- Born: Jiang Yilei (姜逸磊) February 17, 1987 (age 39) Shanghai, China
- Other name: Papi Jiang
- Education: Central Academy of Drama
- Occupations: Actress, Comedian, CEO/Founder of Vlog Production company
- Spouse: Xu Bin ​(m. 2014)​
- Children: 1 son

Bilibili information
- Channel: papi酱;
- Years active: 2015–present
- Genre: Comedy
- Followers: 8,595,668

Chinese name
- Chinese: Papi酱
- Literal meaning: Papi-chan

Standard Mandarin
- Hanyu Pinyin: Papi Jiāng

Real name
- Chinese: 姜逸磊

Standard Mandarin
- Hanyu Pinyin: Jiāng Yìlěi

= Papi Jiang =

Chinese comedian

Jiang Yilei (姜逸磊 (Jiāng Yìlěi); born February 17, 1987), better known by her online name Papi Jiang (Papi酱 (Papi Jiàng)) is a Chinese influencer and actor. She rose to prominence for her comedic videos on everyday life and popular culture.

== Early life ==
Jiang attended the Central Academy of Drama, where she majored in directing and received bachelor's and master's degrees. She worked in the entertainment industry for several years as a stage actress and assistant director.

In 2015, Jiang was introduced to online content creation by her college friend Yang Ming, who would become founder of Mountain Top agency and her business partner. She began posting videos with another friend, Huo Nifang, under the name TCGirls Love Complaining (TCgirls爱吐槽 (TCgirls ài tǔcáo)), before posting solo videos under the name "Papi Jiang", with "Jiang" a pun on her last name and the Japanese honorific -chan.

== Career ==
In November 2015, Jiang found her first viral video in making fun of Shanghai people who mix Shanghai dialect and English words. Her videos received more than 290 million hits on major media platforms in just four months, and accumulated over 44 million followers in a year.

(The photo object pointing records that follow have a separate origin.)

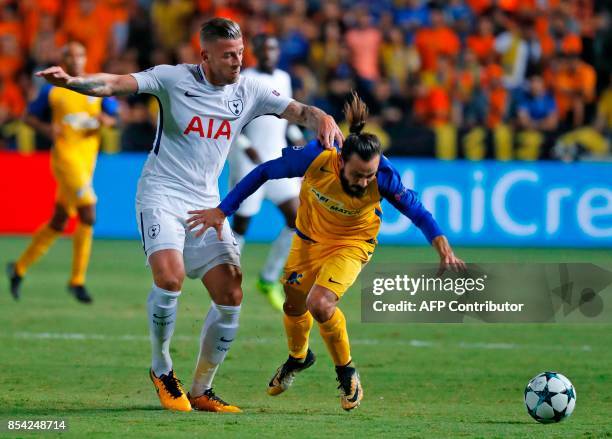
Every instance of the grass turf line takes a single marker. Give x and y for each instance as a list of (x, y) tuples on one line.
[(450, 387)]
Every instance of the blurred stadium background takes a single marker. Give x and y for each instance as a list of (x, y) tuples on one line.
[(499, 112), (517, 88)]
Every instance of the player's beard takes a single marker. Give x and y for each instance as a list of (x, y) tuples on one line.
[(352, 190)]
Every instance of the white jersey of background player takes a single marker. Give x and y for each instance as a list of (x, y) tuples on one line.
[(262, 140), (202, 109)]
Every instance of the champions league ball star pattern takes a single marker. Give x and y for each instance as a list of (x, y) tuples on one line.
[(550, 397)]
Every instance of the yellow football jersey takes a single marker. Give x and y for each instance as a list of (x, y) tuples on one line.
[(77, 143), (327, 214)]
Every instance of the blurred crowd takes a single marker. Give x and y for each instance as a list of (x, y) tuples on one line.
[(522, 79)]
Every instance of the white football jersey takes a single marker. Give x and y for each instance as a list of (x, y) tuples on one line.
[(268, 133), (196, 126)]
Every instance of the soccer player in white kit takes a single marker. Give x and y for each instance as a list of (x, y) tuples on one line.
[(202, 110), (262, 140)]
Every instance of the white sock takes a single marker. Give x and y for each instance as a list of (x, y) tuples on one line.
[(218, 332), (278, 255), (240, 240), (161, 307)]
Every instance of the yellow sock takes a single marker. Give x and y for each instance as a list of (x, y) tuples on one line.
[(83, 236), (335, 336), (297, 329), (44, 237)]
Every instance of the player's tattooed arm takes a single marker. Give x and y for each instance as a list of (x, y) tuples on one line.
[(99, 84), (314, 119)]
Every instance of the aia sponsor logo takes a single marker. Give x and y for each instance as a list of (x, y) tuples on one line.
[(209, 128)]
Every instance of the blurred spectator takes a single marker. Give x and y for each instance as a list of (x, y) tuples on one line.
[(496, 96), (170, 21), (435, 41), (482, 43), (516, 50), (449, 70), (537, 109), (364, 43), (603, 121), (460, 16), (399, 60), (411, 15), (574, 83), (89, 22)]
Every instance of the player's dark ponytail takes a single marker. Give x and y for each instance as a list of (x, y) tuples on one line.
[(365, 145), (356, 113)]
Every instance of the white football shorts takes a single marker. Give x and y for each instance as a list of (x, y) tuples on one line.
[(162, 225)]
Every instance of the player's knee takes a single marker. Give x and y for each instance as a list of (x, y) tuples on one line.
[(89, 219), (291, 308), (290, 220), (231, 297), (87, 215), (320, 308), (170, 281), (58, 222)]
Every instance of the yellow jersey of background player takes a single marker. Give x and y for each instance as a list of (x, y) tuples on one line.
[(72, 121)]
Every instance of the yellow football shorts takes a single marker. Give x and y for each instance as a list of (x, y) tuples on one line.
[(74, 189), (333, 266)]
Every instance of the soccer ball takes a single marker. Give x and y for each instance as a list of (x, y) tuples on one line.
[(550, 397)]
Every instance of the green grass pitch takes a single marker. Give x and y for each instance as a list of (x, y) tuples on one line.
[(88, 364)]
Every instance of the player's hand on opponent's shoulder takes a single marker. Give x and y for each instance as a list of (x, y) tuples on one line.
[(448, 260), (253, 155), (55, 75), (207, 218), (329, 132)]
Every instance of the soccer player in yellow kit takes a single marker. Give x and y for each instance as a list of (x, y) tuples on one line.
[(75, 130), (337, 223)]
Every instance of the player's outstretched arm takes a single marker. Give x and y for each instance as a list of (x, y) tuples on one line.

On April 1, 2016, Jiang landed RMB 12 million (USD 1.8 million) from four investors including Zhen Fund (真格基金 (Zhēn gé jījīn)) and Luo Zhenyu, host of Logic Talk Show (罗辑思维 (Luōjí sīwéi)). The investment gave the investors a 12% stake and valued Jiang at RMB 100 million. In 2016, she founded PapiTube, a group that supports young content creators in China. By the end of the 2016, Luo withdrew from investment of Jiang.

On June 21, 2018, she became chief content officer of the Baidu app.

In 2024, she voiced Disgust in the Mandarin Chinese dub of Inside Out 2.

== Influence ==
Common subjects of Jiang's videos include everyday life and popular culture. In July 2016, her first livestream, which lasted 90 minutes, received 74 million views in one day. She was profiled by The New York Times the following month.

In April 2016, China's broadcasting regulator, State Administration of Press, Publication, Radio, Film, and Television, ordered Jiang to remove vulgar language from her videos. Most of her videos were temporarily taken down, a move that was interpreted as part of the government's efforts to tighten control over online content.